Modern applications, whether on a mobile device, in a browser on a laptop, or a connected application in your car's dashboard, use databases to store and retrieve information. But this data just isn't left in piles of text or images with no organization. No, these pieces of information are stored in data models that contain tables, relationships between the tables, and rule sets that keep this data consistent providing an exquisite user experience.

Example scenario

You're the data architect for a company that produces a popular trading card game. You've been asked to create a data model for an online reference application that will store information about the cards in various sets and allow people to query on this set of data. The cards in the game have some general rules around naming, how much text can be on a card, the types and colors, and what art is used on each. Card sets are released five times a year so the application will also need to track which cards are in a specific set. The last requirement for the online reference application is that it needs to store multiple different language translations for each card so that it can be deployed globally.

Using these rules and stipulations, you need to create a data model that can scale to handle thousands of cards, prevent duplication of data, maintain data integrity, and provide the data to users as quickly as possible when searching.

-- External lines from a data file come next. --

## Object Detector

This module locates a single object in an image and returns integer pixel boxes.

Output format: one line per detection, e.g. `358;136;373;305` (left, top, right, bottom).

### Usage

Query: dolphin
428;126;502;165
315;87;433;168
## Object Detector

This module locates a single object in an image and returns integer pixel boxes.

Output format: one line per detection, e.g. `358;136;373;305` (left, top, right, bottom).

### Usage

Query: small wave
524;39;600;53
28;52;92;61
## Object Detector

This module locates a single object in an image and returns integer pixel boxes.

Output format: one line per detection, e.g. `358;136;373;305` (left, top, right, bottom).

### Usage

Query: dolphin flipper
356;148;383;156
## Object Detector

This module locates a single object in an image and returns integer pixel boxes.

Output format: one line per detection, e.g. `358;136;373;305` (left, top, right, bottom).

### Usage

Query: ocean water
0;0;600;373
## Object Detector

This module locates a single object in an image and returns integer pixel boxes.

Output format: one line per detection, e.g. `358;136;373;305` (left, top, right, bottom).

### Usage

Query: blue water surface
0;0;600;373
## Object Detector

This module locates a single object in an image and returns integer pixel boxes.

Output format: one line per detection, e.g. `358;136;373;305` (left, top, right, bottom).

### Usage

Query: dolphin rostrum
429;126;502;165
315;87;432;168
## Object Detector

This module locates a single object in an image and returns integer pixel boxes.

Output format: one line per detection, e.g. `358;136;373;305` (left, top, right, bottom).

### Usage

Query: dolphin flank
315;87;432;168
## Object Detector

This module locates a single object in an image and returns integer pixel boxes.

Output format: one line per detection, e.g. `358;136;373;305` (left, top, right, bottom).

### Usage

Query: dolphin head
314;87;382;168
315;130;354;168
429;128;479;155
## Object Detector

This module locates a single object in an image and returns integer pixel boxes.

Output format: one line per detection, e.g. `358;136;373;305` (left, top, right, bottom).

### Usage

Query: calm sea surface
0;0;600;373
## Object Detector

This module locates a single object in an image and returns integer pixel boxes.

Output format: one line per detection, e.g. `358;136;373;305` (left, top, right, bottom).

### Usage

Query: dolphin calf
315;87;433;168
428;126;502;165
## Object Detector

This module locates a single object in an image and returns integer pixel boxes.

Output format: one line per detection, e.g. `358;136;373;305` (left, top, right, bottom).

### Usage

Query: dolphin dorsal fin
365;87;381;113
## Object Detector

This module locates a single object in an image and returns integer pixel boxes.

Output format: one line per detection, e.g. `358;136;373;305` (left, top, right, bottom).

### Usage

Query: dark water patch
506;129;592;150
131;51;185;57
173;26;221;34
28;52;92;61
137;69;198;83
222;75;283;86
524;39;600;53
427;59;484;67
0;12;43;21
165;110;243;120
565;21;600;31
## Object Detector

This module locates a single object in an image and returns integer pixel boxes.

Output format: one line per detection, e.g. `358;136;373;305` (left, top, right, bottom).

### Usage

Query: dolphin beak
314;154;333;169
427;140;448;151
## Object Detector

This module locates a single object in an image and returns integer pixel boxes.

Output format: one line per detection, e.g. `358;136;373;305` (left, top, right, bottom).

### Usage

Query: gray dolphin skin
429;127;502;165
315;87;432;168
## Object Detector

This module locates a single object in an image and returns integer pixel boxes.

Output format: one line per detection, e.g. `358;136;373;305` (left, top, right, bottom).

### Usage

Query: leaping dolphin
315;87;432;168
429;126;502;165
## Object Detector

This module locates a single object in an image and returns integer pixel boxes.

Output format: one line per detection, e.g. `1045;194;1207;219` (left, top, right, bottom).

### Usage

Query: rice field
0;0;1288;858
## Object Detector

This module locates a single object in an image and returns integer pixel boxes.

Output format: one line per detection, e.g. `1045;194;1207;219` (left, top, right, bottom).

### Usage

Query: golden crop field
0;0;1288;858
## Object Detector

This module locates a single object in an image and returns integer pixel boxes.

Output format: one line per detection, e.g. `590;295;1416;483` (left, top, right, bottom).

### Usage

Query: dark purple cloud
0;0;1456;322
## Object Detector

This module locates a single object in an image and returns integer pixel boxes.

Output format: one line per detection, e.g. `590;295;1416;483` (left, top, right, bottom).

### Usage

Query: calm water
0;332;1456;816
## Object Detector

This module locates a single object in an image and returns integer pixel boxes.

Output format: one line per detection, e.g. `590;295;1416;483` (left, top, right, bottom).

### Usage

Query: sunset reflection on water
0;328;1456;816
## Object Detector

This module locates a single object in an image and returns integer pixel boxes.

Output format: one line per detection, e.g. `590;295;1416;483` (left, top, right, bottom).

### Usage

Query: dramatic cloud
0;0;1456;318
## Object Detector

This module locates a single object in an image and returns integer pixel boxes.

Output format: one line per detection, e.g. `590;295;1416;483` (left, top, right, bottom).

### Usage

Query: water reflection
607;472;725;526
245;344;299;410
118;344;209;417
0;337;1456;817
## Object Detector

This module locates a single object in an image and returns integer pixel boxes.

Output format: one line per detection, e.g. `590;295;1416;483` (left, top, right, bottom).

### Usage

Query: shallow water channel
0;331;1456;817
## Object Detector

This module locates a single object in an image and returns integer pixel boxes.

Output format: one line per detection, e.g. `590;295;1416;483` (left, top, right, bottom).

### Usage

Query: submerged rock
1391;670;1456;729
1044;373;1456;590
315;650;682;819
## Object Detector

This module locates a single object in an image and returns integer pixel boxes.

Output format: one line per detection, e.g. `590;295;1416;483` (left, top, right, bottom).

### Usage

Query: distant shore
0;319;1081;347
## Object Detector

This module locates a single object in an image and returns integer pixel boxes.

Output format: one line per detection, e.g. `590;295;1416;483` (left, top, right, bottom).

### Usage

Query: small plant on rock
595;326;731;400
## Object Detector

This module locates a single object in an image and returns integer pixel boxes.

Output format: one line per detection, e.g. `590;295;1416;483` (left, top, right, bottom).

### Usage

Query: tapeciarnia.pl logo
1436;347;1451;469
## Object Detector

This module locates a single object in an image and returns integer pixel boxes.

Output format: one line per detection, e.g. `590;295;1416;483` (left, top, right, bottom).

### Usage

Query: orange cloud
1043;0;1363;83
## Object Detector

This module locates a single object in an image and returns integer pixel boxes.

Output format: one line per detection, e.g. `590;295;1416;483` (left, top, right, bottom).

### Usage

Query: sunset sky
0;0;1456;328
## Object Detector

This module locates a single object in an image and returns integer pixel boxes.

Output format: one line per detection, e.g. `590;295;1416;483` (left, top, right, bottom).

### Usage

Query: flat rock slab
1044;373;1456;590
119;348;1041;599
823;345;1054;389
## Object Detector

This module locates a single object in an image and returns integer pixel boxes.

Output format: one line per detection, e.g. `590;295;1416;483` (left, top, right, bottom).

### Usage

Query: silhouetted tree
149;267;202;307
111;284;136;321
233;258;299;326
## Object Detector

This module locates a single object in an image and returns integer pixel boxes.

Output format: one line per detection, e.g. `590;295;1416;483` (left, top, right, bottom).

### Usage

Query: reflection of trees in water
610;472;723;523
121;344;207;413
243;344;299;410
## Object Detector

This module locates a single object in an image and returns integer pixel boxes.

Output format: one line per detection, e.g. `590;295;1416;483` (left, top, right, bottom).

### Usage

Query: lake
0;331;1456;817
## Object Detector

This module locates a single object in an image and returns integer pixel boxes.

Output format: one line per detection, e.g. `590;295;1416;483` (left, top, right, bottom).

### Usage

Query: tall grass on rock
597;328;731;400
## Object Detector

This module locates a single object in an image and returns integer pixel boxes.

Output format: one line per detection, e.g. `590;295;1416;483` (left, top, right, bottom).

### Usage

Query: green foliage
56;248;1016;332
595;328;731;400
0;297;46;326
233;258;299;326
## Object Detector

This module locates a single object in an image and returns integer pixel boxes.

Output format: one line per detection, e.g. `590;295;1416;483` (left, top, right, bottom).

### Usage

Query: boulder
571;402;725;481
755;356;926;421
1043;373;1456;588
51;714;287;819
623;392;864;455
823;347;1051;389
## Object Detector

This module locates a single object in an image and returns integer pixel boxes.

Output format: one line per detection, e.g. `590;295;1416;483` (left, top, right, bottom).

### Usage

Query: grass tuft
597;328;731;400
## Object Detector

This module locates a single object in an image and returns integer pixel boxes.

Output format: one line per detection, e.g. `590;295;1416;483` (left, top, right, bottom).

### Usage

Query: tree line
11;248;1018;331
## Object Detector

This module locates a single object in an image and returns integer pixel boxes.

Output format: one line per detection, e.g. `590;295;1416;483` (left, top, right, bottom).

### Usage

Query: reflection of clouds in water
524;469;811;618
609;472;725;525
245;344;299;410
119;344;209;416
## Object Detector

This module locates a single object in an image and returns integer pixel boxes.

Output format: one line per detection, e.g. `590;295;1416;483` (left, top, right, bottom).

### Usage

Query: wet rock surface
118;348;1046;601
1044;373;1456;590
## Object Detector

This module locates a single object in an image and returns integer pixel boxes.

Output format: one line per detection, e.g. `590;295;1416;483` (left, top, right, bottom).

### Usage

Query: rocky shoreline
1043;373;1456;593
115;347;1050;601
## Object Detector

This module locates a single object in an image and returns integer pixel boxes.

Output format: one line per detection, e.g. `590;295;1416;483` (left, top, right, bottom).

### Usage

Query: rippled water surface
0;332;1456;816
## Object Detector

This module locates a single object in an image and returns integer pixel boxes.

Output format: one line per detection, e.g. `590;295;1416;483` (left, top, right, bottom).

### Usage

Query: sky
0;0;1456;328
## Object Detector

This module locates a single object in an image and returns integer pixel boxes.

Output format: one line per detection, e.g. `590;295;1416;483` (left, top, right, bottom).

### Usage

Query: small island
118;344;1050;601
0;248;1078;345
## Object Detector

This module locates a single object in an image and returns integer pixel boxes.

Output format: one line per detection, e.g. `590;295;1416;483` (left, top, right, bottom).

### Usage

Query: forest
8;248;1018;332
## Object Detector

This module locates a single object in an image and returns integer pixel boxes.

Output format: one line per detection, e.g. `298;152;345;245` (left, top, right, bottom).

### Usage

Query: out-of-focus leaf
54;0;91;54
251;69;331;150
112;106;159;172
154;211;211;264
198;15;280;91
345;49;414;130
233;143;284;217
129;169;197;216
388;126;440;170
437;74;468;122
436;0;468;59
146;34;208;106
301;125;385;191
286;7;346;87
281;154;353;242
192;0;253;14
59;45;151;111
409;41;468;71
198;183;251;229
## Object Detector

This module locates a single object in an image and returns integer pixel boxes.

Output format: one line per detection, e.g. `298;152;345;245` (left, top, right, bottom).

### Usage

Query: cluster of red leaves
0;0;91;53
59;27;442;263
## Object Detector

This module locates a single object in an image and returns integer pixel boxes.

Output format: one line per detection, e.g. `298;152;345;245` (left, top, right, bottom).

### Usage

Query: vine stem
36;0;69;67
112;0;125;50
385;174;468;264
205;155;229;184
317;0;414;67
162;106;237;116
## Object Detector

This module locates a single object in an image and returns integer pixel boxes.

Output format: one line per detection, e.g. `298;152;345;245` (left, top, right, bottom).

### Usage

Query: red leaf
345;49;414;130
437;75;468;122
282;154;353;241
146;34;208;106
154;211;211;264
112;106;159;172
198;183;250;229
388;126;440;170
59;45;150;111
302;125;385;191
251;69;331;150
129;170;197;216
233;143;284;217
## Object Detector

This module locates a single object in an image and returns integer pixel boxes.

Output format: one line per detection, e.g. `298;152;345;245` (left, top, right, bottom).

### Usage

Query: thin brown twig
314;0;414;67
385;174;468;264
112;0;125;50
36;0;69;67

Screenshot of fictional cards from a trading card game.

What will you be doing?

In this module, the task is to create a data model containing a set of tables that can store the card information for the online information reference application. Using the fictional scenario, you'll learn the following concepts:

  • Table Design Concepts: How to design a data model containing tables that have relationships to each other.
  • Data Types: See which data types best fit the type of information the application needs to store in the database.
  • Column Constraints: Create specific rules defining what data can be entered into columns and rows in the tables.
  • Indexes: Learn about table indexes and how they benefit information retrieval from a database.

What is the main goal?

By the end of this session, you'll be able to create a data model containing database tables for your applications while taking into consideration what data needs to be stored, how to build relationships between tables, and methods to ensure only the data you want is allowed.